Stevens, a citizen of the Akwesasne Mohawk nation, holds a Ph.D. and master’s degree from Harvard University. A highly sought-after educator, Stevens has taught at a number of universities, including Harvard, Arizona State and SUNY Buffalo. He was awarded a Ford Postdoctoral Fellowship at Brown University and held a number of fellowships at major archives. Stevens has lectured broadly throughout the United States and internationally.
An avid researcher, Stevens’ primary areas of interest include diplomatic and cultural strategies of resistance among North American Indians in the face of European and American settler colonialism, as well as the political and aesthetic issues that surround museums and the indigenous cultures they put on display. Stevens is also preparing to publish a book-length research project titled “Indian Collectibles: Encounters, Appropriations, and Resistance in Native North.”
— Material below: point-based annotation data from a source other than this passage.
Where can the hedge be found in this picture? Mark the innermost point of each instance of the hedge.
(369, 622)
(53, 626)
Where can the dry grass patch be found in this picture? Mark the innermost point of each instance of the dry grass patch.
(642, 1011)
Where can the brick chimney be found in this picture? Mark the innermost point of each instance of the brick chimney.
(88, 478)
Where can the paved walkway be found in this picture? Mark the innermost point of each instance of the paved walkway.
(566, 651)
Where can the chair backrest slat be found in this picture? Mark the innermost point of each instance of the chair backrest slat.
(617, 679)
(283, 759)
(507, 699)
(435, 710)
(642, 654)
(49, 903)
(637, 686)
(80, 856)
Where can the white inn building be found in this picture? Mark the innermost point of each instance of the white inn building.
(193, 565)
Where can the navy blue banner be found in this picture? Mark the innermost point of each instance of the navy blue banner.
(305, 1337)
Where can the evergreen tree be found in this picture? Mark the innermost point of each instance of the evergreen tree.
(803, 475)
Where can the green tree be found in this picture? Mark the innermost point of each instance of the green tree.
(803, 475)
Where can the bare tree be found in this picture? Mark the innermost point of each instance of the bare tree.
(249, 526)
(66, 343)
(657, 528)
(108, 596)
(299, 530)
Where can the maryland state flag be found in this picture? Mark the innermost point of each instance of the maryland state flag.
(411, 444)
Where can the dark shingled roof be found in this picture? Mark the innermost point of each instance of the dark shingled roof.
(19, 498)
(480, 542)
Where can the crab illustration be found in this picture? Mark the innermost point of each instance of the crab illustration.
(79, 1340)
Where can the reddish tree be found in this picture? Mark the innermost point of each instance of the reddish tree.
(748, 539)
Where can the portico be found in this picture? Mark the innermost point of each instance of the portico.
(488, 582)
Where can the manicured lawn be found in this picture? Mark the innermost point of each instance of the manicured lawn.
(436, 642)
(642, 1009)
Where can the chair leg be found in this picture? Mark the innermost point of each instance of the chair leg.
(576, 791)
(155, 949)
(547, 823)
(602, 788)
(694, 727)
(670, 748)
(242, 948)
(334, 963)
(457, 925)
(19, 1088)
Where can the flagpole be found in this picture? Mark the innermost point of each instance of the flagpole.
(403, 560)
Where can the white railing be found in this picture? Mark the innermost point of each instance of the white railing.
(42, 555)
“We’ve seen tremendous growth in Native American studies over the last several years and I’m confident Scott is the right person to not only drive interest among students already at SU, but also attract prospective students and faculty in the coming years,” says Arts and Sciences Dean George M. Langford. “Scott’s commitment to education, research and student advisement will allow him to serve in this role in a manner that will serve the college well.”
The NAS program launched in 2001 and, in addition to offering a minor that includes roughly 20 courses, the college launched a Certificate in Iroquois Linguistics for Language Learners in 2012. In his role as NAS program director, Stevens will develop and grow the program, build and manage the curriculum, advise students and teach undergraduate courses.